It occurred to Andree that big, sweet, naive lugs like her son were the men her society venerated. Not men like her father and husband, the readers and thinkers, the community leaders. "I can't understand it," she would say, another vision dying hard. "I mean, I know that the average man doesn't fight in wars or hunt for dinner anymore, and so our athletes, in a way, are doing it for all of us. I realize that they're our modern-day gladiators. But still, the way we've exalted them...explain it to me."
Her gladiator, by his junior year, was almost flunking out of Louisiana Tech. He had stunned scouts by running the 40 in 4.82, allowing only a couple of sacks per season and, on videotape, always driving his man clean off the TV screen. "I'm gonna quit school," he told his mother. "Declare early for the draft—they say I can go third or fourth round."
Whoa! What? Andree mobilized. She talked him into taking a full load of summer courses. She talked him into seeing how much more money he could make by waiting a year and being drafted in a higher round. She talked Lloyds of London into providing a $250,000 insurance policy, assuring Willie some recompense if he were injured badly in his senior year, and she paid the premiums.
She made Willie Roaf a couple of million dollars. On Sept. 26, 1992, in Willie's senior season, Alabama came to Tech with Eric Curry, a certain first-round pick, probably the finest collegiate defensive lineman in the land.
Some scouts were still wondering about the temperature in Willie's furnace. Those bookwormish eyeglasses he wore on the sideline, they made him look...well, almost like someone who might want to get a master's degree or something. His offensive line coach, Petey Perot, breathed fire into Willie's ear all week. This is your chance, Willie. This is where you prove it.

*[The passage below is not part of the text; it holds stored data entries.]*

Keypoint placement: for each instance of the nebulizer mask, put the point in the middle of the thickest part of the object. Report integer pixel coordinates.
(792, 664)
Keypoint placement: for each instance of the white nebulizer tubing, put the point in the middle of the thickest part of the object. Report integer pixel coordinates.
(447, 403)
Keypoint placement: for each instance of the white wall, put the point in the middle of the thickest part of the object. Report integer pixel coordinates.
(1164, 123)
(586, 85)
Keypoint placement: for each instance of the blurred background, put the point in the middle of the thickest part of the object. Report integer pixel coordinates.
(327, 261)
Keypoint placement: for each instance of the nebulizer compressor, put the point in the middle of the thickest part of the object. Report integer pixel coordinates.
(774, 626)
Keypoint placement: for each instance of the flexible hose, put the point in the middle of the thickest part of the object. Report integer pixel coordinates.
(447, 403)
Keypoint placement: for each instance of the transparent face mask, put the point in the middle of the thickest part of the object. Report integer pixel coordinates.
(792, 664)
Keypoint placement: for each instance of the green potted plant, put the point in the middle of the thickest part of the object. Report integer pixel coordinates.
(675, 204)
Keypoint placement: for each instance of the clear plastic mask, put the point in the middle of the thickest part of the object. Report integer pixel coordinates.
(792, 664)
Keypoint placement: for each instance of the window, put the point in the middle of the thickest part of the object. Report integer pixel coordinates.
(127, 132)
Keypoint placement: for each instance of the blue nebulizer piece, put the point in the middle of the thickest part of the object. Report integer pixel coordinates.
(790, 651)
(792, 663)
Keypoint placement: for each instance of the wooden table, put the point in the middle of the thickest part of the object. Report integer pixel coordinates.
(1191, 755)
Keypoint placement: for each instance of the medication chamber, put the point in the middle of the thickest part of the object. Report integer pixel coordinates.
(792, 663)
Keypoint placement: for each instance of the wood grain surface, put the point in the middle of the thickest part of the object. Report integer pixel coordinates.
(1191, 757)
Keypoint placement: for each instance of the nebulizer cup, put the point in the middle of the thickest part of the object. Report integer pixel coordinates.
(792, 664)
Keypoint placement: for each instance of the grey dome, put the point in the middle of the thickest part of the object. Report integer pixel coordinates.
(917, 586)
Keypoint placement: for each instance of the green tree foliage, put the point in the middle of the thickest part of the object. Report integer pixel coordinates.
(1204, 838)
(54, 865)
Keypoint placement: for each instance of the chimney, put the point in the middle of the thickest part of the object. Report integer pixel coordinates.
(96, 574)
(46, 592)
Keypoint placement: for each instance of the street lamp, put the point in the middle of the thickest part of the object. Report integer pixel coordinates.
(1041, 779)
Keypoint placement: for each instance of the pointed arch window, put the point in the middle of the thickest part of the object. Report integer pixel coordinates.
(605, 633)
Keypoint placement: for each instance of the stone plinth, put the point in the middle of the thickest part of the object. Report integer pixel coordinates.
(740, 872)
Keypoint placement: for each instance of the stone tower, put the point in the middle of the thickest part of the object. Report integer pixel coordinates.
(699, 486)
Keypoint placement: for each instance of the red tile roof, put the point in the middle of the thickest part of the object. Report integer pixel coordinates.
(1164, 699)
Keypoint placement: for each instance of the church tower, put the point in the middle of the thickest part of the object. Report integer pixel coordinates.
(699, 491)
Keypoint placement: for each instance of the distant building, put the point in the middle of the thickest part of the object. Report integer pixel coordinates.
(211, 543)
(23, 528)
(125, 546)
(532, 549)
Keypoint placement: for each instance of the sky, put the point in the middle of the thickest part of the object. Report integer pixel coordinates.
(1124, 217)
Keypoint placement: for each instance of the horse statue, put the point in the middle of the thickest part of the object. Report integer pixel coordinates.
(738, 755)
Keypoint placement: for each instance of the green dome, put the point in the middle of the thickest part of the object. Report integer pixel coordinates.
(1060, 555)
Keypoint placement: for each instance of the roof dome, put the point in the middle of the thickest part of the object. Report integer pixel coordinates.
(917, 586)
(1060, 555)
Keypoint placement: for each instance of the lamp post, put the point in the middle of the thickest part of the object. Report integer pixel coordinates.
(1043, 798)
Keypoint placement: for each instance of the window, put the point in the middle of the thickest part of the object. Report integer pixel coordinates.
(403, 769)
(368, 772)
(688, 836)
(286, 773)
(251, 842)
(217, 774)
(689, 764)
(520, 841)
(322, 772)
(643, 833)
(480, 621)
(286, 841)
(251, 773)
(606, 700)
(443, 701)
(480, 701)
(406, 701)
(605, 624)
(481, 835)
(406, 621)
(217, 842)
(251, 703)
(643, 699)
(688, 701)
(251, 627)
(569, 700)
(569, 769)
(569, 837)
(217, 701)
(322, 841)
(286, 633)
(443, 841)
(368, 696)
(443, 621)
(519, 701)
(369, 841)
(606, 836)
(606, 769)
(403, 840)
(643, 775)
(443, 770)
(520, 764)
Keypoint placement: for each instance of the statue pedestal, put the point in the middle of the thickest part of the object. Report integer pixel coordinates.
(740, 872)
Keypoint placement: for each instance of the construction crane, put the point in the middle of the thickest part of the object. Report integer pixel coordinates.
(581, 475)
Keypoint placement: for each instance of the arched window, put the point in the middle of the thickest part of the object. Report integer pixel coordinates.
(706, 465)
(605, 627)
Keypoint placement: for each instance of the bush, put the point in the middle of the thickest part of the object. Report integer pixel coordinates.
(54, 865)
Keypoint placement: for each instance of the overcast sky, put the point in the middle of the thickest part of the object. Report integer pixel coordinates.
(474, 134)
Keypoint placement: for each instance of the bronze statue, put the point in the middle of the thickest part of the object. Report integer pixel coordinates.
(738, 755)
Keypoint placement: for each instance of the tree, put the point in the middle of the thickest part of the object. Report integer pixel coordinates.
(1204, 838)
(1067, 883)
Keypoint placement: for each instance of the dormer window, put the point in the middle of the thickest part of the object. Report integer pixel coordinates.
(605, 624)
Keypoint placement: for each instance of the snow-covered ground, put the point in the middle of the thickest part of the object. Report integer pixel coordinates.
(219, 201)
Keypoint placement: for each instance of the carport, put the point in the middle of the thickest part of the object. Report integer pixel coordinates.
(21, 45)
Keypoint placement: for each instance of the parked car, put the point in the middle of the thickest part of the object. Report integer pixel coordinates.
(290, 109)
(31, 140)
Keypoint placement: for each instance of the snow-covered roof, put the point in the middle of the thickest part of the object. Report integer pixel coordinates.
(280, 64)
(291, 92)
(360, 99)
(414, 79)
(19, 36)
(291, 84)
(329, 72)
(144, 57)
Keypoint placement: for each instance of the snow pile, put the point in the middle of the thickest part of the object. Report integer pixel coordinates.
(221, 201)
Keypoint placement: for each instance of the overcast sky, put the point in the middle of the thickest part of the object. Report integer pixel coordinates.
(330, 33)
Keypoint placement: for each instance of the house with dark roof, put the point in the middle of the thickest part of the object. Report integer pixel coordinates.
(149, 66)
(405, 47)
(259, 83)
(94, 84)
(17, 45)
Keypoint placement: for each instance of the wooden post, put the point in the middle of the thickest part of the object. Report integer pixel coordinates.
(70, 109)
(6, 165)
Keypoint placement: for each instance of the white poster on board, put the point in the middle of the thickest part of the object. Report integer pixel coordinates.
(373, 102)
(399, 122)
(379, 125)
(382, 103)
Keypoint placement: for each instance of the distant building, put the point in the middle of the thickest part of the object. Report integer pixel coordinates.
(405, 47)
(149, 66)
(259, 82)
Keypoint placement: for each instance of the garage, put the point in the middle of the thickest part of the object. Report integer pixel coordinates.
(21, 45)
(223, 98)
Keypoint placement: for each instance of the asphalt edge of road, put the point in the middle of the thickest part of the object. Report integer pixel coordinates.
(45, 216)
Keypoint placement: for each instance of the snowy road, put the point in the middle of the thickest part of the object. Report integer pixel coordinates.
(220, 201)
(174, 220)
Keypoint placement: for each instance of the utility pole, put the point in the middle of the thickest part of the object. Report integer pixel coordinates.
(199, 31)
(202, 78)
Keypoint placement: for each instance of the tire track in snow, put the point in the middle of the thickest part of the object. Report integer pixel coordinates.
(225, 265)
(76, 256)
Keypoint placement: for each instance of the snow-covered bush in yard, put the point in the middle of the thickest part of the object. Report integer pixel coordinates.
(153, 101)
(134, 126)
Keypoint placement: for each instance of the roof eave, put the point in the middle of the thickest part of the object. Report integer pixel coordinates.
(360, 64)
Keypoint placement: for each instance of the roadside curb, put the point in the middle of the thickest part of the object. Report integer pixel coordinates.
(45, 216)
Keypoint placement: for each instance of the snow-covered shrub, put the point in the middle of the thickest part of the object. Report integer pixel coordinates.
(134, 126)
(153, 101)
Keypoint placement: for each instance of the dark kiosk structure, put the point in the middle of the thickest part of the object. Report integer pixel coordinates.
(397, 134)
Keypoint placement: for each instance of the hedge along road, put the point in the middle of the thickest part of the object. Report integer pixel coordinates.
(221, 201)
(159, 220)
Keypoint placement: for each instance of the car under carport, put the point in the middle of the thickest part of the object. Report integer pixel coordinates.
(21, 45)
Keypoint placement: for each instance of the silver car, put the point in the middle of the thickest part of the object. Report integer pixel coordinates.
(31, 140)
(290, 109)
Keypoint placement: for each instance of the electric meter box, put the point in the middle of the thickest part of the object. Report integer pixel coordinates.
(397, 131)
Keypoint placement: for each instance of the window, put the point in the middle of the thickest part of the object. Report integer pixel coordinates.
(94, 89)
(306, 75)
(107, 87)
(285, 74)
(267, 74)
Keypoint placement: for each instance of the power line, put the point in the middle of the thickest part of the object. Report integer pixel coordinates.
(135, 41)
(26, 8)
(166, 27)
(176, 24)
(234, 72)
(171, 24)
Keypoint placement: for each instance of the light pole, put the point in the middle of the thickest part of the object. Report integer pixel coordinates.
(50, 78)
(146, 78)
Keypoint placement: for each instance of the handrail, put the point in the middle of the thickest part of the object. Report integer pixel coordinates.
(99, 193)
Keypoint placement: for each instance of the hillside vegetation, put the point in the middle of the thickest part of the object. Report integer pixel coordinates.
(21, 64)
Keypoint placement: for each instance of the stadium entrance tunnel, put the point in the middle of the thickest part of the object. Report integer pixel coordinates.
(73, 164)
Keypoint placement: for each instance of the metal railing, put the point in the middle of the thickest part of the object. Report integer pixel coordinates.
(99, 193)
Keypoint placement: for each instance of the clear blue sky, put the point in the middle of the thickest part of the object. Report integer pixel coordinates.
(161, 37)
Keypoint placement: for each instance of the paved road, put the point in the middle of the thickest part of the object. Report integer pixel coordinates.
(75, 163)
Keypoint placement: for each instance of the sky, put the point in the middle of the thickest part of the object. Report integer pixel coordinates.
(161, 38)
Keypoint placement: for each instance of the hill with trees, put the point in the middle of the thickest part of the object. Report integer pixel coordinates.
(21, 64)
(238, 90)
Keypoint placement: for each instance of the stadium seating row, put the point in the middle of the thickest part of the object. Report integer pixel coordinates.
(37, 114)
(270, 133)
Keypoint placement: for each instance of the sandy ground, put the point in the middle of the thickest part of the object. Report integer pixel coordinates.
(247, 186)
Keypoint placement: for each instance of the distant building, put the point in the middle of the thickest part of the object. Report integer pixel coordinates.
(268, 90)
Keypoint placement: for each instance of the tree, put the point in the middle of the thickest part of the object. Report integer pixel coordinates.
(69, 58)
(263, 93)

Willie smothered Curry that day. Competition brought something out in him that his mother never glimpsed around the house. On third-and-nine in the second quarter, Tech quarterback Sam Hughes dropped back into his own end zone to pass, and Curry came like a bull. Willie stood him up stiff with his forearms, found his hand in Curry's helmet, ripped it off and let it fly. Curry was speechless. Curry was sack-less. Curry never even made a tackle that day. "Curry," said Willie, "you're going to have to deal with this for the next eight or nine years." Willie himself could hardly believe what he had just done and said.
Word spread across the land, across newspapers and computers and NFL front offices. Andree Roaf's baby was baaaaaaaaaaaad.
It has all been a blur since then. Postseason all-star games, draft rumors, agents calling, reporters calling, Willie telling everyone, "Talk to my mom," Andree being dragged into a world she had never dreamed she would be part of. Andree quizzing general managers for references on agents, reading books and innumerable articles about them. Then interviewing scores of them and grilling financial advisers as well, until she compiled a short list for her son to choose from. Andree getting so excited she could hardly concentrate at the office.
All the Roaf eggheads converging on New York to watch Willie go in the first round of the draft. Andree asking that the world call her son William. Willie winning a job that usually takes two or three years to master, getting it a few weeks into training camp when the Saints cut veteran offensive tackle Tootie Robbins. Willie shrugging and telling the reporter, "I didn't have nothing to do with it." Andree reading the quote in the paper and pouncing on him for using a double negative.